Setelah dilakukan efisiensi, anggaran yang tersedia menjadi sekitar Rp250 miliar.
"Anggaran tersebut akan difokuskan untuk tiga program utama, yakni perbaikan jalan, penggantian jembatan, serta pembangunan Penerangan Jalan Umum (PJU)," ucapnya.
Menurut Khairul, prioritas pembangunan tahun ini diarahkan pada penggantian dan pembangunan jembatan yang memiliki peran penting dalam mendukung konektivitas antarwilayah.
Saat ini, lima proyek jembatan telah memasuki tahap lelang melalui Sistem Pengadaan Secara Elektronik (SPSE).
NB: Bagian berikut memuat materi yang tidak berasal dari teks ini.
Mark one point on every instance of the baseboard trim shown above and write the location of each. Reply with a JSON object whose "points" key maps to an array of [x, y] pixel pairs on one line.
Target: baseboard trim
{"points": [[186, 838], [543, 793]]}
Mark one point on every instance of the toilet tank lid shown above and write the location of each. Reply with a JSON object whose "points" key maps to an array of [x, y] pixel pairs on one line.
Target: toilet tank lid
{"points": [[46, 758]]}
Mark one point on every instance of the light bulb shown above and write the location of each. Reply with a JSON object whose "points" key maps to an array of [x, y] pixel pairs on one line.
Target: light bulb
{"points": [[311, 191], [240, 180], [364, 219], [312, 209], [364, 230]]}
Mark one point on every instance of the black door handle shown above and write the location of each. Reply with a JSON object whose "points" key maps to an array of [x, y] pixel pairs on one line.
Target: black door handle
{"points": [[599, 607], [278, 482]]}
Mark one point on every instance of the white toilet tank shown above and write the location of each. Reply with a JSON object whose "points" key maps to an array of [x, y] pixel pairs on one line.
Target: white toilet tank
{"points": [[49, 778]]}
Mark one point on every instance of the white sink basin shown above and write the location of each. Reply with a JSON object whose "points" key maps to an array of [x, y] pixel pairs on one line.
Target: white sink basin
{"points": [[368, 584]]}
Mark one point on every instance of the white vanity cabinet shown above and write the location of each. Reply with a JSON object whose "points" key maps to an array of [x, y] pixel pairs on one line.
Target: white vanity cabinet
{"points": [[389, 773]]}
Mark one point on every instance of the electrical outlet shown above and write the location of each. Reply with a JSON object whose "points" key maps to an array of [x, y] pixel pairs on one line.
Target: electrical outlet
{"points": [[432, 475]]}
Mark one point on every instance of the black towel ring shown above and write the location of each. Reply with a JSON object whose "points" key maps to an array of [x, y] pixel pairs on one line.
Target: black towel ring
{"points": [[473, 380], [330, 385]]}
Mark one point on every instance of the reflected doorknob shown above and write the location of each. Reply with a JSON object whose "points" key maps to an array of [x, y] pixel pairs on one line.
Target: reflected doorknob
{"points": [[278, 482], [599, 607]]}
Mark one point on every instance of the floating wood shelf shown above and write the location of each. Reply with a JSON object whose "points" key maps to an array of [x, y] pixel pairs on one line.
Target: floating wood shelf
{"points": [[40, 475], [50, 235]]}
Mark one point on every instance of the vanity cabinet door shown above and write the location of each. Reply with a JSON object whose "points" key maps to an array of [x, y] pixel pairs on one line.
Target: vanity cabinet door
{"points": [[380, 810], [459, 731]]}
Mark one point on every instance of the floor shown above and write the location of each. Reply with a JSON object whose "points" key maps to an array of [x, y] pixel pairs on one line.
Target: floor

Kelima proyek tersebut meliputi Jembatan Genitri di Kecamatan Pakis, Jembatan Kedungkombal dan Jembatan Tempur di Kecamatan Sumbermanjing Wetan, Jembatan Kampung Legok di Kecamatan Pakisaji, serta Jembatan Babadan di Kecamatan Ngajum.
"Nilai proyek tersebut berkisar antara Rp692 juta hingga Rp1,7 miliar per lokasi. DPUBM berharap pembangunan dan rehabilitasi jembatan tersebut dapat meningkatkan keamanan dan kelancaran akses masyarakat di sejumlah wilayah," terangnya.